Наконец приуготовлена была Софья Витовтовна к сговору и помолвке. Обряд обручения искони жил как В русском, так и в литовском народах, сопровождался рукобитием, литками: торжественное соглашение скреплялось пожатием рук и затем отмечалось пиром. Но Киприан и тут на своем настоял: требовал, чтобы всему торжеству предшествовало церковное благословение. Дьякон пропел особое молитвословие, а Киприан встал между Василием и Софьей, соединил им руки — обручил. И еще обручи надел обоим: Василию железный перстень в знак силы мужа, а Софье — золотой в знак ее нежности и непорочности. Не упустил случая и проповедь прочесть:
— Обручение не просто обряд, то есть нечто внешнее, это один из величайших актов духовных, освящающих человека, подобно крещению, покаянию, святому причащению и прочим таинствам, это именно таинство. Сказано в Библии: «Нехорошо быть человеку одному, сотворим ему помощника, соответственного ему». Во всем сияющем первозданном мире не было у Адама существа роднее и ближе Евы. Она, одухотворенная, подобно ему самому, часть его существа, была наделена даром духа для того, чтобы помогать Адаму в его трудах. Смысл брака — в общем духовном пути. Брак не угашает горения духа в человеке, если супруги правильно к нему подходят… — И добавил очень строго по-житейски, что обручение обязывает отныне Василия и Софью к верности друг другу: жених получает теперь право на иск об обиде своей невесты посторонними лицами, а невеста за нарушение целомудрия наказывается так же, как жена за прелюбодеяние…

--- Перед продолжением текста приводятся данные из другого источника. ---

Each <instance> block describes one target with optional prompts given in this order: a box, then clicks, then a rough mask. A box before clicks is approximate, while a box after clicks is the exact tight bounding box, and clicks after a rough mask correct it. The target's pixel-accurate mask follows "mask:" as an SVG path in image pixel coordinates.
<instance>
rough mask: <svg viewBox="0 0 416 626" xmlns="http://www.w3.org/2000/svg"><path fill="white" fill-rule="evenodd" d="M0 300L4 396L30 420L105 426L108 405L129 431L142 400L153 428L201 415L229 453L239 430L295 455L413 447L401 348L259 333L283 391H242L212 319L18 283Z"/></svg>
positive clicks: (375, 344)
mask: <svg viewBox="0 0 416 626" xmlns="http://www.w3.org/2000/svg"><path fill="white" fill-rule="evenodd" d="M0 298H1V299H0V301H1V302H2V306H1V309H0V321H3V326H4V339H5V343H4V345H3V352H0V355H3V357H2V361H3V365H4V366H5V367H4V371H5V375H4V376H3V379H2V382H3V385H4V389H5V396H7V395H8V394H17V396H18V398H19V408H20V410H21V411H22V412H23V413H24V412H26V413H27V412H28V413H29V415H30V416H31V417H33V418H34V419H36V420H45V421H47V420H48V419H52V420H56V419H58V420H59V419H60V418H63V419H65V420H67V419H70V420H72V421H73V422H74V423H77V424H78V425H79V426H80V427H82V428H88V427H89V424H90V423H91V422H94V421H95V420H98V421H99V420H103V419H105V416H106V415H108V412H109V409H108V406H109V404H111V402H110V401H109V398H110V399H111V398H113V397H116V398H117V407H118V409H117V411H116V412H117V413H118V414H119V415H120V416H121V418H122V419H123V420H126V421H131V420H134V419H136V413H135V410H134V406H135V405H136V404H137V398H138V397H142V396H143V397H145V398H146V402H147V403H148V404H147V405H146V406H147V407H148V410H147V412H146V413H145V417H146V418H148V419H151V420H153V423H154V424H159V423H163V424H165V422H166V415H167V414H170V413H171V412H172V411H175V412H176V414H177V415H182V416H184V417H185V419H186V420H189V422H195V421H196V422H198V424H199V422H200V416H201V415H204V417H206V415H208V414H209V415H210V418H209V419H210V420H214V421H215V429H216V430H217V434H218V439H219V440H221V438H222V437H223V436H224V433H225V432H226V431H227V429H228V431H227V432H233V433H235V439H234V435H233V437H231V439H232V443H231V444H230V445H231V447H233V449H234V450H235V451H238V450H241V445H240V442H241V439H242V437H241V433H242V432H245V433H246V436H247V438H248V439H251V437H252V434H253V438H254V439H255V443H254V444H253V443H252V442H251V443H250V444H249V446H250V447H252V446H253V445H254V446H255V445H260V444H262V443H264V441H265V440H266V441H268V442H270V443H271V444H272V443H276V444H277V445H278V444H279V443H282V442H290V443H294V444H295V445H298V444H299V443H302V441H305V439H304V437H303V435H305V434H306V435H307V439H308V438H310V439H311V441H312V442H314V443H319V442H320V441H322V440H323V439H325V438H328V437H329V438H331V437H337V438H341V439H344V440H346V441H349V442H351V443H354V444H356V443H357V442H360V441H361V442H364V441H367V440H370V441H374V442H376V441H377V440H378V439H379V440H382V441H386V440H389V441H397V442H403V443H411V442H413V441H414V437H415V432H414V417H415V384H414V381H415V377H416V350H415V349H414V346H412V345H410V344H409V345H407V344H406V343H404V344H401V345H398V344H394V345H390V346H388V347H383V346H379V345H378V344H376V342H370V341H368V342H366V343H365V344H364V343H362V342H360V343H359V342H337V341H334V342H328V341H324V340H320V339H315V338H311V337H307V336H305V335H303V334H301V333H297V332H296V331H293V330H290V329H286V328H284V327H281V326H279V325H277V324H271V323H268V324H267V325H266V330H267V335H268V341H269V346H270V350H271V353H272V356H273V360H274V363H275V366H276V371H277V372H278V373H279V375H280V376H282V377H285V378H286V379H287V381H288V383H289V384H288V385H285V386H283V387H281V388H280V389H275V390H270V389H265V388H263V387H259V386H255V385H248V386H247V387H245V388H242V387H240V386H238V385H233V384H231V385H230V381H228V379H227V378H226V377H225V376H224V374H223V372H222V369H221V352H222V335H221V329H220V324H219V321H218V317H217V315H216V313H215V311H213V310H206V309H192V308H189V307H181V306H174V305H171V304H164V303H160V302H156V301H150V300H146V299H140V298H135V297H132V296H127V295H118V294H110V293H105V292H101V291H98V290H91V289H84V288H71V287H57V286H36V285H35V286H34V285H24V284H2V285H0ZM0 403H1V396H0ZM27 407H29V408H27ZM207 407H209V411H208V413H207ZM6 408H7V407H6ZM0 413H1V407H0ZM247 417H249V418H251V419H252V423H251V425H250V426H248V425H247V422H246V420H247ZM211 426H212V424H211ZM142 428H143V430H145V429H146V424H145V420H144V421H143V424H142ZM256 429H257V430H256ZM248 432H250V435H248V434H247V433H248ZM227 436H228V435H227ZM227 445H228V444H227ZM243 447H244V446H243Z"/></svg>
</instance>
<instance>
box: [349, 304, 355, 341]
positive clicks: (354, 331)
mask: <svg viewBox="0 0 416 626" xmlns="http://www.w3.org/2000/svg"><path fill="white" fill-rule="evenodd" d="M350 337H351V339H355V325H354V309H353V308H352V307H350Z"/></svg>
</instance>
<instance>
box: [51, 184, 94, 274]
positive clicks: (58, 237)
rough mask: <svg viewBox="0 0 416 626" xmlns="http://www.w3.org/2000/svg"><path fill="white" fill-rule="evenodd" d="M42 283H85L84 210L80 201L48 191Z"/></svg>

Со вздохом облегчения покинули оба храм. Во дворце Софья ушла к себе, чтобы смотреть наряды и подготовиться к пиру.
Витовт торжественно приблизился к Василию, смахнул мнимую слезу, сказал, не скрывая удовлетворения:
— Будем теперь мы с Дмитрием Донским сватами, а ты придешься мне зятем. Добрым пиром следует отметить наше родство.
Скоро и Софья вышла с женской половины разодетая, облитая золотом. Шелест прошелся среди гостей.
— Ну ты скажи, не идет, а парит, — произнесла то ли искренне, то ли для Василия нарочно одна из боярынь, а вторая поддакнула:
— Да, и не касается пола следочками-то своими!
— Уж такая раскрасавица, прямо из сказки!
— Ненаглядная краса, ну просто-таки ненаглядная!
Василий догадывался, что такие слова непременно говорятся в подобных случаях, однако все равно приятно было ему их слышать. Он любовался своей невестой, охотно двинулся ей навстречу. Софья склонила голову, едва не касаясь волос Василия расшитым жемчугом высоким налобничком, безвольно протянула ему маленькую холодную руку.
Данила вертелся возле, вел себя так заинтересованный сват, хотя вовсе этого уж и не требовалось:
— Ехали мы лихо, въехали тихо, купцы — честны молодцы. Есть у нас соболь красный, а еще нужна ему куница — красная девица! — тараторил он, а обращался к одной лишь зеленоглазой боярыне, и всем понятно было, что это за соболь красный и на какую куницу он. свой глаз положил.
Столы были составлены покоем. Василий и Софья с родителями заняли места на перекладине буквы «П», а остальные гости — по сторонам. По правой косине восседали важные сановники и бояре, за левым боковым столом — жены сановников и бояр в том же порядке знатности, как и государи их: чем сановитей, тем ближе к Витовту с Анной и молодым.
Все подняли кубки, чаши, стопы, а Василию поднес его будущий тесть большой рог, оправленный в золото. Вина были и французские, и грузинские, и рейнские, и бургундские. Виноградные красные и белые, из местной ягоды смородины сваренные, также полынная и гвоздичная настойки.
Жаренные целиком лебеди и гуси, даже и перьями разукрашенные, рыба разнородная, а самая знатная закуска — русская икра: осетровая и щучья, стерляжья и линевая. Все яства разложены на серебряных, хрустальных, фарфоровых блюдах, ножи и серебряные двузубые вилки — византийский прибор.
Начался пир благопристойно, но скоро боярин-виночерпий один уж и не справлялся с делом, ему на помощь еще двое пришли, без устали наряжали винные кубки и чаши.
Датский принц Лерсон изрядно захмелел и, расплескивая вино, сказал Василию с упреком:
— Это из-за вас, русских… Это вы нас научили пить вино, не разбавляя его водой.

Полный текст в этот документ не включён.